Editorial : Printemps de Pékin, 25 ans après – quel bilan ?

La nuit du 3 au 4 juin 1989, les chars de l’armée chinoise pénétraient la Place Tian An Men, mettant fin à six semaines de « Printemps de Pékin », mené par la jeunesse chinoise, qui avait interpellé le pouvoir et ébranlé le régime dans ses fondations. Ont suivi 25 ans de gestion autoritaire, où toute réflexion sur d’autres modes de gouvernance, toute expérimentation de réforme politique ont été bannis. 

Aujourd’hui, pour cet anniversaire du drame, c’est l’heure du bilan. Il est contrasté, avec des succès indéniables, mais aussi des prix à payer pour l’absence de dialogue.

Au chapitre des succès, la Chine s’est modernisée, enrichie.
En 25 ans, elle est passée n°1 mondial en réseau de TGV, autoroutes, en nombre d’internautes… Elle s’est faite usine du monde des PC et de l’automobile, mais aussi des scanners et imprimantes 3D. Des milliers d’hôpitaux ont été construits, pour un fort élargissement de son offre de santé.
Le secret de cet essor a été la dérégulation : l’autonomie octroyée aux villes, au marché, aux PME. Ici, il faut bien admettre que les conservateurs ont appliqué le programme économique des adversaires vaincus, les réformistes.
Soutenus par une main d’œuvre à bas prix de l’exode rural, tous ces efforts ont fait de la Chine un pays puissant et respecté. Ses stratèges formés à l’américaine préparent l’avenir : une force chinoise sur le marché mondial des équipements à bas carbone, un yuan convertible et pilier des échanges… 

Cette gouvernance par contre, n’a pu éviter un certain nombre d’échecs.
Le « laissez-faire », l’absence de presse et de justice libres ont favorisé pollution et corruption. Basée sur une concurrence non régulée par la loi, la croissance devient insoutenable. L’investissement public en infrastructures est de plus en plus redondant. Ruinées par ces chantiers de prestige et à fonds perdus, les provinces doivent aussi payer toujours plus de pensions, d’écoles et logements sociaux pour les migrants, d’investissements de dépollution…au moment même où l’Etat central s’apprête à les forcer à renoncer à leur première source de revenus : l’expropriation abusive. La fiscalité est donc à revoir…
Les paysans s’enrichissent certes, mais trop lentement, et l’actuel droit du sol, faute de garantir la propriété inaliénable de leurs lopins, fait obstacle à la constitution de fermes familiales de 5 hectares, le rêve du 1er ministre, Li Keqiang

Côté religion, privées de la liberté d’assurer elles-mêmes leur formation et le contrôle de leurs rites, en partie forcées de fonctionner dans l’ombre, les églises n’ont pas pu empêcher l’apparition de sectes. Et la même ingérence de l’Etat dans les cultes et la vie religieuse, est un des ingrédients du problème au Tibet et Xinjiang, nécessitant une révision urgente de la gouvernance locale. 
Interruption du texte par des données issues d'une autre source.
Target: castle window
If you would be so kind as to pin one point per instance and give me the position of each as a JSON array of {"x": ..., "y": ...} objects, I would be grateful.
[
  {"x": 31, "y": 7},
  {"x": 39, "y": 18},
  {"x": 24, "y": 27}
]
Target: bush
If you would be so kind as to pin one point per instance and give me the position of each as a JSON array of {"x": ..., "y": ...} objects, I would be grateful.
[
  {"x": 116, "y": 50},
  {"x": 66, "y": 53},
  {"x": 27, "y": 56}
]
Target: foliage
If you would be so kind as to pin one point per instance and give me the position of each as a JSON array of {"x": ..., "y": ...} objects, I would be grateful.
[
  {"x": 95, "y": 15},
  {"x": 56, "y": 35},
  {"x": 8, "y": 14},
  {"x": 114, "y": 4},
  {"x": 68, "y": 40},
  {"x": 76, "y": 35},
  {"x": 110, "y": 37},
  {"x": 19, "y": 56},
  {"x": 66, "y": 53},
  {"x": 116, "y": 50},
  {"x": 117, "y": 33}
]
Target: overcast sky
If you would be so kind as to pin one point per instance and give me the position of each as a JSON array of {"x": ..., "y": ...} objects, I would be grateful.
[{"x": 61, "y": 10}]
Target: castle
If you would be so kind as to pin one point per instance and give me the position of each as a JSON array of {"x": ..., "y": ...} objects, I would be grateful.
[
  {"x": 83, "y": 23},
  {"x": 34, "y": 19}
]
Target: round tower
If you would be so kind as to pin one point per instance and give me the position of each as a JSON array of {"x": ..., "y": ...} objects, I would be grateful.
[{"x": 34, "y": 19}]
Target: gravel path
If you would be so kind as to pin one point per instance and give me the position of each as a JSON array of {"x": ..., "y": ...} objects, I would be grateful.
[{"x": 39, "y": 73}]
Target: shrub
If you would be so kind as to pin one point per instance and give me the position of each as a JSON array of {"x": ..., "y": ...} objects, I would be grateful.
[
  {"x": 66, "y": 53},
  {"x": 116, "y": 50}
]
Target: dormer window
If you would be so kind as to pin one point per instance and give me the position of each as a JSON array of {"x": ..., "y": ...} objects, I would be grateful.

Tentée par la création unilatérale d’un hinterland pétrolier, la Chine connaît depuis 15 ans un nationalisme militant et militaire, avec pour effet de lui aliéner la confiance de ses voisins.
Enfin, ce n’est que récemment qu’ont émergé des problèmes sociaux et stratégiques, revendiquant des approches nouvelles. Depuis 18 mois, Xi Jinping et Li Keqiang s’activent à en rectifier le cours à travers diverses campagnes (cf édito du n°22) – une course contre la montre est engagée.